Victor Burleigh was in the little balcony of the dome late that afternoon fixing a defective wiring. Through the open windows he could see the skyline in every direction. The far-reaching gray prairie, overhung by its dome of amethyst bordered round with opal and rimmed with jasper, seemed in every blending tint and tone to call him back to Norrie. The west bluff above the old Kickapoo Corral in the autumn, the glen full of shadow-flecked light under the tender young April leaves, the December landscape as it lay beyond Dr. Fenneben's study windows—these belonged to Elinor. And all of them were blended in this vision of inexpressible grandeur, unfolded to him now from the dome's high vantage place.

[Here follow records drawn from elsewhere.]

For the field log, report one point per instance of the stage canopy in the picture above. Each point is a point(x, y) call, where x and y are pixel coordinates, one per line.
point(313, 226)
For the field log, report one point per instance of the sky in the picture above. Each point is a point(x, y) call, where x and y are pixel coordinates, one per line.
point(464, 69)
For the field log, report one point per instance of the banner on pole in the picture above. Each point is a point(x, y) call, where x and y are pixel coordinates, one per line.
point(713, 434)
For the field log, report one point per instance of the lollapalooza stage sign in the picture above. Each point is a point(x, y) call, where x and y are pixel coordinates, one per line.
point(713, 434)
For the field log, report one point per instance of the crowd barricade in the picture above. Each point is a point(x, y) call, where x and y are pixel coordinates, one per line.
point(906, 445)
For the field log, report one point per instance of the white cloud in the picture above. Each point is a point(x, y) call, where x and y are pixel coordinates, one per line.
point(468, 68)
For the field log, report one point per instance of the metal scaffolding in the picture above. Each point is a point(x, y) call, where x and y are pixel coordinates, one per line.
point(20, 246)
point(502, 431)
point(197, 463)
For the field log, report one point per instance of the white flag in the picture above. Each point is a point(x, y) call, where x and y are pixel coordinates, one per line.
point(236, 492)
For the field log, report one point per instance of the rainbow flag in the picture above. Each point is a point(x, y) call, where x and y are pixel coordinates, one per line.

“Twice Norrie has let me hold her in my arms and kiss her,” he mused. “When I do that the third time it must be when there will be no remorse to hound me afterward.” He looked down the winding Walnut toward the whirlpool. “I'd rather swim that water than flounder here.”

The sound of footsteps on the rotunda stairs made him turn to see Vincent Burgess just reaching the little balcony of the dome.

“I've come to have a word with you up here,” he said. “We met once before in this rotunda.”

“Yes, down there in the arena,” Vic replied, recalling how like a beast he had felt then. “I was a young hyena that day. Bug Buler came just in time to save both of us. There is a comfort in feeling we can learn something. I've needed books and college professors to temper me to courtesy.”

It was the only apology Vic had ever offered to Burgess, who accepted it as all that he deserved.

“We learn more from men than from books sometimes. I've learned from them how courageous a man may be when the need for sacrifice comes. Sit down, Burleigh, and let me tell you something.”

They sat down on the low seat beside the dome windows. Overhead gleamed the message of high courage, Ad Astra Per Aspera. Below was the artistic beauty of the rotunda, where the evening shadows were deepening.